Platform as a Service (PaaS) – Build on it
Suitable for: Software developers
Plus Point: Full control to create custom software, support for different programming languages
Down Side: Platform outage is equal to software outage, less flexible when compared to IaaS
PaaS is the acronym for Platform as a service, which offers a dedicated framework for developers to build, test, and manage new product applications. The greatest advantage of PaaS is that it eliminates the need to have separate resources (application tools, databases, operating systems, etc.) required for application development.
In simple words, PaaS is providing a platform for developers to create applications that can be further provided as a SaaS solution. One of the prominent PaaS examples is Google App Engine that helps create and host applications easily.
PaaS is also available on a pay-as-you-go basis, which means you only pay for resources that you subscribe to. Here, all you need to do is manage the built application, and the vendor takes care of the rest.
Infrastructure as a Service (IaaS) – Migrate to it
Suitable for: IT administrators
Plus Point: High level of control, on-spot scalability
Downside: IaaS provider outage, extensive expertise required
IaaS is the acronym for Infrastructure as a service, which provides virtual data centers to businesses. The cloud service provides a complete infrastructure, i.e., storage and server space to experiment and build new technologies over the cloud. IaaS services are capable of hosting website and software solutions, building virtual data centers for large-scale enterprises, and can even conduct data mining and analysis.
Here, a business is responsible for managing the application hosted, the particular development tools, and the operating system deployed. On the other hand, the IaaS vendor manages the storage space, networking resources, and the dedicated data center.
A perfect IaaS example is Amazon Web Services (AWS), which is leading the public cloud space. Big players such as Salesforce and Netflix are already leveraging AWS to support their ever-growing client/customer base.
IaaS vs PaaS vs SaaS – Who Manages What?
Cloud services help a business to reduce the management of computing resources so that they can focus on core business activities.
When it is about IaaS vs PaaS vs SaaS, it is imperative to know what do you manage vs what does the vendor manages.

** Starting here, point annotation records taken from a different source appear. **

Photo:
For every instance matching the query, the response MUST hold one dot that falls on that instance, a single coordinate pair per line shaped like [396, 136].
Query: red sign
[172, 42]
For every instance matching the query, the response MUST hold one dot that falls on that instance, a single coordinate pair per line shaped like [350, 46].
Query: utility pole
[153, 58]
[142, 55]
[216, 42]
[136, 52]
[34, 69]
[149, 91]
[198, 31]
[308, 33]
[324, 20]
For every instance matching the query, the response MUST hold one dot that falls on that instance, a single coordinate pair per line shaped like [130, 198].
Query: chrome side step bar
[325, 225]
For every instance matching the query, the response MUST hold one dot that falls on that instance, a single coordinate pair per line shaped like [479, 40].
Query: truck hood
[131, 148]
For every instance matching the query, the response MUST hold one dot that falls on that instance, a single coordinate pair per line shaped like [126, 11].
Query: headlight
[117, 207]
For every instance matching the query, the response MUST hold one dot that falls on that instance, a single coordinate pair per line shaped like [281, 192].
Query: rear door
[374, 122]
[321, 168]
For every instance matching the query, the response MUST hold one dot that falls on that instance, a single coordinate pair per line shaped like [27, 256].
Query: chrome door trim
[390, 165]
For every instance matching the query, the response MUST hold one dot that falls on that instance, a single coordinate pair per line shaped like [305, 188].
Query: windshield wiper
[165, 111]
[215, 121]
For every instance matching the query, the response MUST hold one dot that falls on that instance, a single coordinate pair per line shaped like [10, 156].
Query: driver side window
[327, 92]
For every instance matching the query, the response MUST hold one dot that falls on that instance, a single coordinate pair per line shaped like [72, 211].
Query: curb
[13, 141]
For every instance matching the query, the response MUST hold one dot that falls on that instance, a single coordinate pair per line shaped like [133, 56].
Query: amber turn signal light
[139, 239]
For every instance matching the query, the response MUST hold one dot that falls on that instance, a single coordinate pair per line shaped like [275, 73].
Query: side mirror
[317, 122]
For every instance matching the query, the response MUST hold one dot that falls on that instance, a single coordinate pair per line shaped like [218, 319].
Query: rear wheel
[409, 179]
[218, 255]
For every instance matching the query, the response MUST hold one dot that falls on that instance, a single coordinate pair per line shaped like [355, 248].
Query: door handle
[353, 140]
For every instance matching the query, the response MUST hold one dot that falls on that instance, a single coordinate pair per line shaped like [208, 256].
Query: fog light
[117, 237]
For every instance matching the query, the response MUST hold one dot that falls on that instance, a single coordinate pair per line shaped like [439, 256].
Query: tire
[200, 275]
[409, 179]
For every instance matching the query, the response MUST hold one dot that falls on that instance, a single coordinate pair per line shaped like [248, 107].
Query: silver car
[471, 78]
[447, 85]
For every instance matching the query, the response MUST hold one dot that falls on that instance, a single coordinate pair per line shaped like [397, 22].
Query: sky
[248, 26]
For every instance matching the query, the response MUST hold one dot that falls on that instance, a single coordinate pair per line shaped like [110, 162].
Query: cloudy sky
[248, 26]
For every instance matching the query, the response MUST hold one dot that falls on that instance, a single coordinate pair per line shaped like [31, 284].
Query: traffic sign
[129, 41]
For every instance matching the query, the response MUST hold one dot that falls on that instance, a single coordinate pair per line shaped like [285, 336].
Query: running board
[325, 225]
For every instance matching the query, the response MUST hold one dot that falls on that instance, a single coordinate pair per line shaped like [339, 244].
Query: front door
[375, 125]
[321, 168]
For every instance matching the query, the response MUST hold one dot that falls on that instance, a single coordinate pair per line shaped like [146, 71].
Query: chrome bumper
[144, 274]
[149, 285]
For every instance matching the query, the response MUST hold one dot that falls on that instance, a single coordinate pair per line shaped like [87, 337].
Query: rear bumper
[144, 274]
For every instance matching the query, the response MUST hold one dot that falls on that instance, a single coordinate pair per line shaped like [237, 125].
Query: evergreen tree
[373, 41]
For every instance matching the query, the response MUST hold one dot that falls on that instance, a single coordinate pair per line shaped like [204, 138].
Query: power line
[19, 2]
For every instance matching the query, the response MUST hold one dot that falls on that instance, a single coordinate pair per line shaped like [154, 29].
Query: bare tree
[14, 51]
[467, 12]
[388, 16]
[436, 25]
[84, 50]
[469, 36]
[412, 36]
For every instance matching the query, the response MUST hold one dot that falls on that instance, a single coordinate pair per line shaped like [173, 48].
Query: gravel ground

We can, therefore, conclude the following:
Self-management & control represented in descending order – IaaS > PaaS > SaaS
Iaas vs PaaS vs SaaS – Choosing a Suitable Cloud Service
The popular cloud-based solutions are independently created to fulfill the purpose it is built for. Thus, the cloud service you choose purely depends on the specific business requirements. However, many find it difficult to differentiate between the three, but if you grab the basic understanding, it is all a cakewalk.
See how this tweet helps understand different types of cloud services with a simple example.
We said earlier that the choice of cloud service depends on specific business needs. But, what are those business needs that align with the respective cloud-based computing services? Here is the difference between IaaS, PaaS, and SaaS in tabular form.
If you start a website, you would need an IaaS service to host it and the corresponding applications. Now, if your business wishes to create a custom software product, you would rely on PaaS for building it without worrying about the hosting part. And, once that product is ready to be used, it will be called a workable SaaS product.
All three cloud services are interconnected in the end, i.e., IaaS vs PaaS vs SaaS is an interwoven cloud model that helps run major business operations. Whether you choose the I, the P, or the S of the cloud computing service, make sure your business needs get acknowledged down the line. After all, your businesses’ success depends on how well you align your requirements with the respective cloud service.